The primary objective of the project is to prepare functionalized graphene oxide-based composites for the examination of their potential applications in the environmental and biomedical domains. The primary focus of the current work is the improved Hummers’ method for synthesizing graphene oxide. Using potent acids, a carboxylic acid group functionalized the produced graphene oxide. Therefore, the f-GO-based composite, which consists of functionalized graphene oxide made with carboxymethyl chitosan and crosslinked with glutaraldehyde (GA), was employed as a material that can be used to remove heavy metals like copper and chromium through adsorption. FT-IR, XRD, and SEM with EDX studies were used to characterize the produced composites. Through batch adsorption tests conducted under ideal conditions, the adsorption capacity of the produced CMC/f-GO-Glu composite towards heavy metals such as copper and chromium from the aqueous solutions was investigated.
Materials and Methods
Materials
India Sea Foods, located in Cochin, Kerala, India, provided the carboxymethyl chitosan. Graphite, glutaraldehyde, potassium dichromate, copper sulphate from MPM Scientific Company, Vellore. Analytical grade compounds were all that were used.
Methodology
Synthesis of functionalized Graphene Oxide
GO was developed by modifying Hummer’s method with graphite powder24. In an ice bath, five milliliters of cold 98% sulfuric acid were used to dissolve one gram of graphite powder. After stirring the liquid below 20°C for 5 minutes, 4 grams of KMnO4 were added progressively over the next 20 minutes. After an hour, the reaction was maintained at 35 °C for 30 minutes. 50 milliliters of deionized water were then progressively added to the reaction mixture. After 20 minutes of reaction time at 98 °C, the solution was further diluted to 200 mL with deionized water. Five milliliters of 30% H2O2 were added to get rid of any remaining KMnO4 and MnO2. The final product was then continuously cleaned four times using deionized water and a 5% HCl solution. For 10 hours at 70°C, the resultant GO (yield 89%) was vacuum-dried in an oven.
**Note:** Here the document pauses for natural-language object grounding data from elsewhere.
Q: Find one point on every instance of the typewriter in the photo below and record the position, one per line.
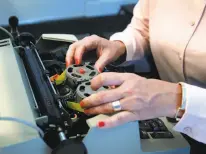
(30, 96)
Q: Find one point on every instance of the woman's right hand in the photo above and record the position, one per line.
(107, 51)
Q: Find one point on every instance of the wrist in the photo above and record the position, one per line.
(177, 99)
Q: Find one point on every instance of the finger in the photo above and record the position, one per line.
(101, 97)
(108, 79)
(104, 108)
(79, 53)
(70, 55)
(103, 60)
(117, 119)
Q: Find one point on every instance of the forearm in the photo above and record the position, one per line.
(136, 36)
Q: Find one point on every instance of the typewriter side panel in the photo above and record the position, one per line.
(16, 99)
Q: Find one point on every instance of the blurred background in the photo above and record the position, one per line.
(80, 17)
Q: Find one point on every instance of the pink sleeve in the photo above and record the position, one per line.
(136, 35)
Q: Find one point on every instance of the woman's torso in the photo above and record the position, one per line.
(178, 39)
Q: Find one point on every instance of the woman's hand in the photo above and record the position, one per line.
(140, 98)
(107, 51)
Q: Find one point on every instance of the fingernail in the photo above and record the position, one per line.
(101, 124)
(67, 64)
(81, 103)
(100, 70)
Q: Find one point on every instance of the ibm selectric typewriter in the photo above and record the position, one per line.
(39, 99)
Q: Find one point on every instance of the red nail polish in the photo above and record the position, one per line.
(67, 64)
(86, 111)
(101, 124)
(81, 103)
(100, 70)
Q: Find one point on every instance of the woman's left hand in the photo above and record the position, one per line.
(140, 98)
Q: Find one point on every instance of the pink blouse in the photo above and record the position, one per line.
(175, 33)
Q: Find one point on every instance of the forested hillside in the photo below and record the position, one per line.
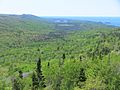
(58, 54)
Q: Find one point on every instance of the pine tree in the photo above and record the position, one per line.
(82, 77)
(17, 85)
(20, 74)
(35, 83)
(39, 74)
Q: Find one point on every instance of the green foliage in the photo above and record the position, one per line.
(85, 59)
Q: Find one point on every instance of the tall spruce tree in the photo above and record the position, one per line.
(35, 83)
(39, 74)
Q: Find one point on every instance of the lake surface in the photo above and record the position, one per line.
(106, 20)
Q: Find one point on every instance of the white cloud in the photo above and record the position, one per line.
(62, 7)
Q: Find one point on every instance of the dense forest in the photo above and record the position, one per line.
(38, 53)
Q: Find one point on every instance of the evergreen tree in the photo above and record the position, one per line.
(39, 74)
(20, 74)
(17, 85)
(82, 77)
(35, 83)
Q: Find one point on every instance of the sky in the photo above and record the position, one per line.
(61, 7)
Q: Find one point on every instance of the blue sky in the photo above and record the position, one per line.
(61, 7)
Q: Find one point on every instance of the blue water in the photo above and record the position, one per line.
(115, 21)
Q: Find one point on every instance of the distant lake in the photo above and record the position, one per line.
(106, 20)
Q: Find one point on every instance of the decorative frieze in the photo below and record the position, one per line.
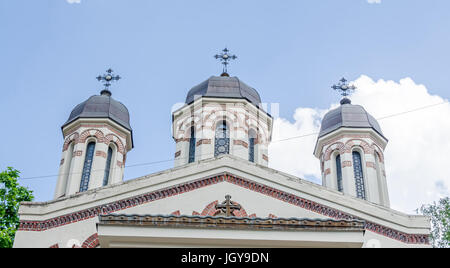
(240, 142)
(347, 164)
(203, 141)
(100, 153)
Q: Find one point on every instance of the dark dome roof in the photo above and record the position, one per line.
(224, 87)
(101, 106)
(348, 115)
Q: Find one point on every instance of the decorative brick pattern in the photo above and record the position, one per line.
(347, 164)
(203, 141)
(240, 142)
(70, 138)
(100, 153)
(204, 182)
(370, 164)
(91, 242)
(176, 213)
(337, 146)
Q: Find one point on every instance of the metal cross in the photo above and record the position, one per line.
(108, 78)
(344, 88)
(225, 58)
(227, 206)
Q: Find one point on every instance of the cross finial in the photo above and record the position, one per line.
(107, 78)
(344, 89)
(227, 206)
(225, 58)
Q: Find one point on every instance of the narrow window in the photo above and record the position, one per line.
(87, 167)
(192, 142)
(251, 145)
(107, 167)
(339, 173)
(222, 142)
(68, 164)
(359, 177)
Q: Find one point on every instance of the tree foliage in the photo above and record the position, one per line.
(11, 194)
(440, 222)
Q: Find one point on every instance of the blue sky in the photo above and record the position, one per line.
(291, 51)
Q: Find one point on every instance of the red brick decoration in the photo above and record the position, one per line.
(91, 242)
(203, 141)
(100, 153)
(27, 225)
(210, 210)
(176, 213)
(370, 164)
(347, 164)
(240, 142)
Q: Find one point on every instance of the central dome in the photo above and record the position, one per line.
(348, 115)
(224, 87)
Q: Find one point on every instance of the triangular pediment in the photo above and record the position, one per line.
(197, 188)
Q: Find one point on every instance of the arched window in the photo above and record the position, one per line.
(251, 145)
(379, 179)
(192, 142)
(87, 167)
(222, 143)
(108, 166)
(359, 176)
(339, 173)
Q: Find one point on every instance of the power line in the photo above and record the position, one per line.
(203, 155)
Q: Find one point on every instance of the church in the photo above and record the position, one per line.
(220, 192)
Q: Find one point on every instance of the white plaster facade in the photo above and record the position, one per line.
(191, 190)
(106, 134)
(343, 142)
(42, 226)
(242, 118)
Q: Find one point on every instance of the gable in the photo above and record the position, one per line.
(196, 194)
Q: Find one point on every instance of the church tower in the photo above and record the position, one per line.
(222, 115)
(350, 147)
(97, 137)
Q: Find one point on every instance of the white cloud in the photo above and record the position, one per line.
(416, 157)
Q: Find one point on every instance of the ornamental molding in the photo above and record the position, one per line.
(109, 208)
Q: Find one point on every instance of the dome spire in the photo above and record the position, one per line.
(345, 90)
(225, 58)
(107, 78)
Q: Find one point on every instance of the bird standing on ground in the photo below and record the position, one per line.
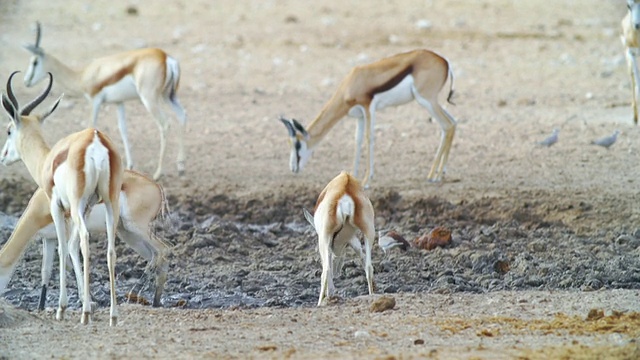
(390, 240)
(551, 139)
(607, 141)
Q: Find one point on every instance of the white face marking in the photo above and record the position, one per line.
(398, 95)
(10, 153)
(123, 90)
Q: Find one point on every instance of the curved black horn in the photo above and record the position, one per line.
(10, 94)
(38, 33)
(288, 125)
(35, 102)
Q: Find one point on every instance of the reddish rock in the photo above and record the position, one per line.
(439, 236)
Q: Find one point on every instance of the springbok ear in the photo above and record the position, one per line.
(300, 128)
(33, 49)
(53, 107)
(309, 217)
(9, 108)
(287, 123)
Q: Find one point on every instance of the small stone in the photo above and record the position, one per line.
(383, 303)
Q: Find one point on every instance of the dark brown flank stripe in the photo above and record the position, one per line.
(392, 82)
(57, 161)
(114, 164)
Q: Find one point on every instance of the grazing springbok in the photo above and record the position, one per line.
(631, 41)
(417, 75)
(146, 74)
(79, 171)
(342, 209)
(141, 201)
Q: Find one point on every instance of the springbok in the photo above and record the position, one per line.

Functionalization of Graphene Oxide
Ten milligrams of graphene oxide were utilized for functionalization. Seven of the ten milligrams were added to thirty milliliters of sulfuric acid, and the remaining three milligrams were added to ten milliliters of HNO3 (3:1 ratio, thirty milliliters of sulfuric acid and ten milliliters of nitric acid). After properly mixing the mixture and letting it sit for ten minutes, the supernatant was centrifuged and decanted. When the pH reached 7, the residue was continually washed with distilled water and used as f-GO.
Preparation of Carboxymethyl Chitosan/f-Graphene Oxide-Glu Composite
The carboxymethyl chitosan was dissolved in water to a minimum of one gram. Additionally, 0.5 g of functionalized graphene oxide was dissolved in water at the same interval. The solutions were thoroughly mixed separately for around 20 minutes using a magnetic stirrer. The carboxymethyl chitosan was placed in a beaker and gradually mixed with the stirred functionalized graphene oxide solution. After adding 5 mL of glutaraldehyde as the crosslinking agent, the resultant mixture was once again magnetically agitated for roughly two hours before being allowed to air dry in a Petri dish. Numerous characterization investigations were conducted on the dehydrated composite.
Characterisation
Fourier Transform Infra-red Spectroscopy
The SHIMADZU FT-IR Spectrometer, which has a range of 400–4000 cm–1, was used to record the Fourier transform infrared spectrophotometer (FT-IR) spectrum.
X-ray Diffraction Analysis
The Ni filter Cu Kα radiation source (λ=0.154nm) was used to capture the X-ray diffraction pattern. The D8 ADVANCE Diffractometer was operated with a voltage of 30 kV and a current of 40 mA.
Scanning Electron Microscopy with EDX
To confirm that the polymers were compatible, the surface morphology of the composites was examined using scanning electron microscopy. The topography was studied with a TESCAN, VEGA3-SBH, with a tungsten filament.
Antimicrobial Activity
The resultant composites’ antibacterial effectiveness was evaluated in comparison to two gram-negative and one gram-positive bacterial strains namely E. Coli, Klebsiella pneumoniae, Escherichia coli, Klebsiella pneumoniae, Staphylococcus aureus, Bacillus cereus, and Pseudomonas aeruginosa, utilizing the Muller Hinton Agar (MHA) medium and the disc diffusion method, along with antifungal activity against Aspergillus niger, Rhizopus sp., Mucor sp., and Candida albicans using Sabouraud Dextrose Agar in the present research work.
Antioxidant Activity
Antioxidants have an important role in preventing diseases. Therefore, the DPPH radical scavenging method was used in the current work to assess the antioxidant property of the composite.
DPPH Scavenging Activity
The antioxidant activity of the composite was examined using the DPPH scavenging experiment. The absorbance of DPPH at 517 nm was used to determine the developed composite’s ability to scavenge radicals. The absorbance decreases as a result of the sample scavenging the DPPH by donating hydrogen atoms to develop a stable DPPH complex, when the color changes. A control is a DPPH solution devoid of a sample.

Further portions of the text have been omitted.